The Texas Board of Nursing uses a general guideline of three hours of clinical practice for every one hour of classroom instruction, which gives you a sense of how heavily weighted the hands-on component is. You’ll rotate through different specialties, including medical-surgical nursing, pediatrics, maternity, mental health, and community health. Clinical hours include time in skills labs practicing procedures like IV insertion and wound care, simulated patient scenarios, supervised bedside care, and clinical conferences where you discuss cases with your instructor and classmates.
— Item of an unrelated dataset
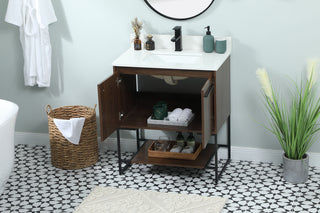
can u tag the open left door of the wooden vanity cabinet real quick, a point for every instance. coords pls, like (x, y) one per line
(109, 106)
Most students find clinicals the most challenging and rewarding part of nursing school. You’ll work early morning shifts, document patient assessments, and learn to think on your feet. The transition from reading about a condition in a textbook to managing it in a real patient is where nursing education truly clicks.

Online and Hybrid Options

You can complete nursing theory courses entirely online, but clinical training always requires in-person attendance. Hybrid programs combine the two: you watch lectures, complete assignments, and take exams from home, then report to a designated location for labs and clinical rotations. Regis College’s hybrid BSN program, for instance, delivers 100 percent of coursework online while requiring simulation labs on campus and clinical hours at Boston-area hospitals, with a preceptorship in the final semester.

This format works well for students who are working or managing family responsibilities, though clinical schedules are still demanding. If you’re considering a hybrid program, pay attention to where the clinical sites are located. You’ll need to be within a reasonable commuting distance for regular shifts.

How Much Nursing School Costs

Costs vary enormously depending on whether you attend a public or private institution and whether you pursue an ADN or BSN. Data from California’s Board of Registered Nursing illustrates the range clearly.

For an ADN at a public community college, total tuition can be as low as $2,760. At private institutions, ADN programs run from roughly $66,000 to nearly $98,000 for the full program. Public university BSN programs range from about $23,000 to $68,000 in total tuition and fees, while private university BSN programs can reach $294,000 at the highest end. These figures are California-specific, but the pattern holds nationally: community college ADN programs are the most affordable entry point, and private institutions charge a steep premium.

Financial aid, scholarships, and employer tuition reimbursement programs can offset these costs significantly. Many hospitals offer tuition assistance to employees pursuing nursing degrees, and federal grants are available for students who qualify.

Passing the NCLEX

After graduating from your nursing program, you need to pass the NCLEX-RN (for registered nurses) or NCLEX-PN (for practical nurses) to earn your license. This is a computerized adaptive test, meaning the difficulty of each question adjusts based on your previous answers. It covers safe patient care, pharmacology, health promotion, and clinical decision-making.

Your nursing program prepares you for this exam throughout your coursework, and many schools offer dedicated NCLEX prep courses in the final semester. Most graduates take the exam within a few weeks of finishing their program, while the material is still fresh.

Salary and Job Outlook

Registered nurses earned a median salary of $93,600 in 2024, with an average salary of $98,430. Pay varies by region, specialty, and experience level. Nurses in metropolitan areas and those working in critical care, operating rooms, or travel nursing positions tend to earn above the median. Demand for registered nurses remains strong across the country, driven by an aging population and ongoing healthcare expansion.

A BSN opens higher-paying roles faster, but ADN-prepared nurses can begin working sooner and pursue a BSN part-time while earning a full salary. Many hospitals offer tuition support for ADN nurses completing their bachelor’s degree, making this a practical strategy for students who want to minimize upfront debt.